Он выпрямился. Ствол револьвера упирался Ванде в затылок. В барабане был всего один патрон, но Бунич не знал об этом. Я пытался разозлить его, вывести из равновесия, надеялся, что он сгоряча сделает глупость. Между нами было всего три шага. Рассчитывать хоть на какую-то помощь Ванды явно не стоило.
– Сопляк, – повторил Бунич, – и дурак. Ради этой вот босявки? Мне-то прописка нужна была, а тебе-то зачем? – Он гадливо посмотрел на голую спину Ванды, на её ягодицы.
– Сучка ментовская. Ты в курсах, что батя её мусорком был? А ты повёлся! Как баклан рюхнулся на манду мусорскую. Вон же… марух ежовых в любом баре пучками срывай – чего тебе не так? Эта ж гнилая насквозь! На марафете конкретно сидит, её ж два раза откачивали. Там мозг спёкся… – Он хмыкнул и полез в карман. – Гляди…
Он кинул мне сигаретную пачку. Я дотянулся, тонкие, дамские «Вирджиния Слимс», те что обычно курила Ванда. На пачке был написан адрес этой квартиры. Шариковая ручка в некоторых местах порвала картон.
– Дура же! – Бунич рассмеялся. – Круглая! Забыла на столе – вот умора!
Я достал из пачки сигарету, тонкую, белую, почти игрушечную.
– Да! – обрадовался Бунич, точно припомнив что-то занятное. – Она к тому же и лесбиянка! Не исповедовалась тебе случайно? Подружка у неё есть – Милка. Оторва вроде этой, погань. Но вместе такой цирк исполняют, у меня фотокарточки есть, какой там в жопу «Пентхауз» с «Плейбоем»! Милка тоща вот только, на герыче сидит конкретно. А так порнуха высший класс.
Я нащупал в кармане зажигалку, вынул, прикурил. Бунич следил за каждым движением. Я затянулся, согнул колени, боль полоснула по низу живота. Я выпустил дым и затянулся ещё раз.
– Мразь ты, конечно, отменная, – я стряхнул пепел на пол, – такого подонка специально не придумаешь. Ты ведь не человек – карикатура. Как в кино.
– Точно! Из фильма ужасов! – Бунич утробно хохотнул. – Дракула! Давай уж напоследок покуражимся – ты не против? Она точно не против! – Он резко шлёпнул Ванду по бедру. – А уж я тем более!
На бедре Ванды проступила розовая пятерня – чёткая, как печать. Бунич тоже заметил отпечаток.
– Кожа нежная, это да, – ласково произнёс он и погладил ягодицы Ванды. – Как у целочки.
Бунич обладал поразительной способностью переходить с урловой фени на нормальный русский, менялись дикция, выговор, даже тембр голоса – возникала полная иллюзия общения с двумя персонажами.

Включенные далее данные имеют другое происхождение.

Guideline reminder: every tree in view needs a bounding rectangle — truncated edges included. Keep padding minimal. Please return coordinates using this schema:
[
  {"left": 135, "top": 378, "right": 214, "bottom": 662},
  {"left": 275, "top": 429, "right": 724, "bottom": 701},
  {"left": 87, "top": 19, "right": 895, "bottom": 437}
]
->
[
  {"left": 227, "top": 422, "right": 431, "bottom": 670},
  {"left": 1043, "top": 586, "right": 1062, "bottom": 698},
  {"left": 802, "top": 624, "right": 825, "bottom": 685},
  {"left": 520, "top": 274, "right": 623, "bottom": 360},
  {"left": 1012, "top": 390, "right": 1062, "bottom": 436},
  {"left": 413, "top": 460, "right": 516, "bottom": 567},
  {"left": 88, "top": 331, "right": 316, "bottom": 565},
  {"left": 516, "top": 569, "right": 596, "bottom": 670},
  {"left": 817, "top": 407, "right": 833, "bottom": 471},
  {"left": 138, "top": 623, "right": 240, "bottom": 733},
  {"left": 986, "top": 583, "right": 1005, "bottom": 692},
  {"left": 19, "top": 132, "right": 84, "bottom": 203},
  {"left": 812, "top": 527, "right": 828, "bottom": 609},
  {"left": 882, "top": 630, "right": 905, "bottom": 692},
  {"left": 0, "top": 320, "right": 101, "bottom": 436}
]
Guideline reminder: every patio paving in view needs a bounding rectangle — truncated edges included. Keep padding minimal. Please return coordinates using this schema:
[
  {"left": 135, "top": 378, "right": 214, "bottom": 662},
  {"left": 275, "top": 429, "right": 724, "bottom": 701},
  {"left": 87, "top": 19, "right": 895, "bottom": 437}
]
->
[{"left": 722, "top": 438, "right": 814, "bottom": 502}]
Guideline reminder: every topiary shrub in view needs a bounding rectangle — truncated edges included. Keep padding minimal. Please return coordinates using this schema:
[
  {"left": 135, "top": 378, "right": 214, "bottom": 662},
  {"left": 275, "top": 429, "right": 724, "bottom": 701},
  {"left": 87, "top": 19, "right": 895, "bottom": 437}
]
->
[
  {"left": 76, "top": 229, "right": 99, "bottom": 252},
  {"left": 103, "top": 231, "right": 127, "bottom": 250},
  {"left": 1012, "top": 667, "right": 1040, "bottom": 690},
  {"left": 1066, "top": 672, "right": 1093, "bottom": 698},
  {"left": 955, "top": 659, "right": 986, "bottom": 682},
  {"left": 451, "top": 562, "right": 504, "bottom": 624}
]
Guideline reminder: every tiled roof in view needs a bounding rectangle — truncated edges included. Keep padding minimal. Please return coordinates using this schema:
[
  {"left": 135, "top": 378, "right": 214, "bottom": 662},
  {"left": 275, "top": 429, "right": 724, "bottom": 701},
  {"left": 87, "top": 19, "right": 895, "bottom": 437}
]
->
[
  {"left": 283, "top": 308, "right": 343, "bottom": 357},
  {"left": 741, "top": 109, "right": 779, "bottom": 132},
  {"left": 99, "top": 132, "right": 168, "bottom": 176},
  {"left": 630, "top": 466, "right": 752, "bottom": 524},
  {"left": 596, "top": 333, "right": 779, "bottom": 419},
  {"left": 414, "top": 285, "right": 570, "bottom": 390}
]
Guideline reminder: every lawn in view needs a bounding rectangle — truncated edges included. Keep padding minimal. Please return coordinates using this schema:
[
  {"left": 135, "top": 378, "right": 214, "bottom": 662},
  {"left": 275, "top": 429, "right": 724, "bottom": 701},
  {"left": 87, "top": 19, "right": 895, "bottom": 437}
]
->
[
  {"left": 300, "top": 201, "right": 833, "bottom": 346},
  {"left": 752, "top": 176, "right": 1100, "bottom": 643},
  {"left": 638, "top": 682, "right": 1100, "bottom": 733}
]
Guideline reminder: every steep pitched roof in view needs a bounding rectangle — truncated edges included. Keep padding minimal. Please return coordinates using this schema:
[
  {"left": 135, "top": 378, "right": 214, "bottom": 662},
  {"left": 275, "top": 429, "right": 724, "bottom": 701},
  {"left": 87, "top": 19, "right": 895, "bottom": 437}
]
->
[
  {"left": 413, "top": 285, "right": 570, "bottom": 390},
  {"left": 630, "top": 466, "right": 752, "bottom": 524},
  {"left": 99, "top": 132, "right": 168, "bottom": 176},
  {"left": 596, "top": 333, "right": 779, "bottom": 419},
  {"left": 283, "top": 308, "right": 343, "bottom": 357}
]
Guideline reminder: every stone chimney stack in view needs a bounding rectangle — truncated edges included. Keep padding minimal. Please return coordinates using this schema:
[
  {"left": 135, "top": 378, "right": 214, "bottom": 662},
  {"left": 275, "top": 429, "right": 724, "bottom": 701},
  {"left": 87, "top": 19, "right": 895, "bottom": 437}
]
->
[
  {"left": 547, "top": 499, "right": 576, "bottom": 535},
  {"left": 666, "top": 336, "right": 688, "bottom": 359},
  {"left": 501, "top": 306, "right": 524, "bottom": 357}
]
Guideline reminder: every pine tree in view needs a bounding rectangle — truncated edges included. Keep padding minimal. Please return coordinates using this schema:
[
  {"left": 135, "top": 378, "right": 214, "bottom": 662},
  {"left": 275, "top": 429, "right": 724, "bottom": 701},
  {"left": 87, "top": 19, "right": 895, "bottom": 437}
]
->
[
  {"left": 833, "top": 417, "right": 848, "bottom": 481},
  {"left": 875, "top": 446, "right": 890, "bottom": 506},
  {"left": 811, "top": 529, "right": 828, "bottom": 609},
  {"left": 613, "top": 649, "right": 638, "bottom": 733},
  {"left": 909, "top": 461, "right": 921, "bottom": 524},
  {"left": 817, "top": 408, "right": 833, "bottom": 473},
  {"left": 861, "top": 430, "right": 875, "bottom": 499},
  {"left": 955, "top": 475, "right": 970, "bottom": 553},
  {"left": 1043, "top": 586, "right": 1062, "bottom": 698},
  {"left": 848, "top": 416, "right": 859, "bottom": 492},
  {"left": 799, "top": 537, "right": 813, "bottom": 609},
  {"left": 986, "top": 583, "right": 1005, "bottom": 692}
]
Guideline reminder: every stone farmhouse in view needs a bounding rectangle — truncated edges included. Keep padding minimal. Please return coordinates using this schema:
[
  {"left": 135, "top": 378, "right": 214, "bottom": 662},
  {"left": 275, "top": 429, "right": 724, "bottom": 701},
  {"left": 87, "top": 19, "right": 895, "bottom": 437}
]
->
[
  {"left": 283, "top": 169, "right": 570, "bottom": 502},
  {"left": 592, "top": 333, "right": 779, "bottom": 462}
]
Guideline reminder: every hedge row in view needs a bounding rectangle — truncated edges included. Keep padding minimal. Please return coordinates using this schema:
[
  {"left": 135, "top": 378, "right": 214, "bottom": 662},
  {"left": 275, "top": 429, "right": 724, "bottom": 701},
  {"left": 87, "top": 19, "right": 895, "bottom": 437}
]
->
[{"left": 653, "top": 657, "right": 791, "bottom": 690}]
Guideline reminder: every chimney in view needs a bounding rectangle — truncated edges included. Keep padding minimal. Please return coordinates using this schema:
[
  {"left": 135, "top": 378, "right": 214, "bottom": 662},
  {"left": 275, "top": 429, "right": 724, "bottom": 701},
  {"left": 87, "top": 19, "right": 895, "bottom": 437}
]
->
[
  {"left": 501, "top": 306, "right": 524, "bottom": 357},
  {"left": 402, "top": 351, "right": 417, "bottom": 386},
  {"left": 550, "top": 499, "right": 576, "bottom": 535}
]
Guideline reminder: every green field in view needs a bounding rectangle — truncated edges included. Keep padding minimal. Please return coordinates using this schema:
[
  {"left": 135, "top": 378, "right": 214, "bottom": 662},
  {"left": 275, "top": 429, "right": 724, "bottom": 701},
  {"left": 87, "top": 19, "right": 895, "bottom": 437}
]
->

Меня пугала возможность появление кого-то третьего – ещё гаже, ещё страшней, ещё опасней. И он – этот третий – появился. Уже не горластая шпана с рабочей окраины и не приблатнённый прохвост с юридическим дипломом, третий обладал вкрадчивыми ухватками живодёра, ледяным спокойствием садиста.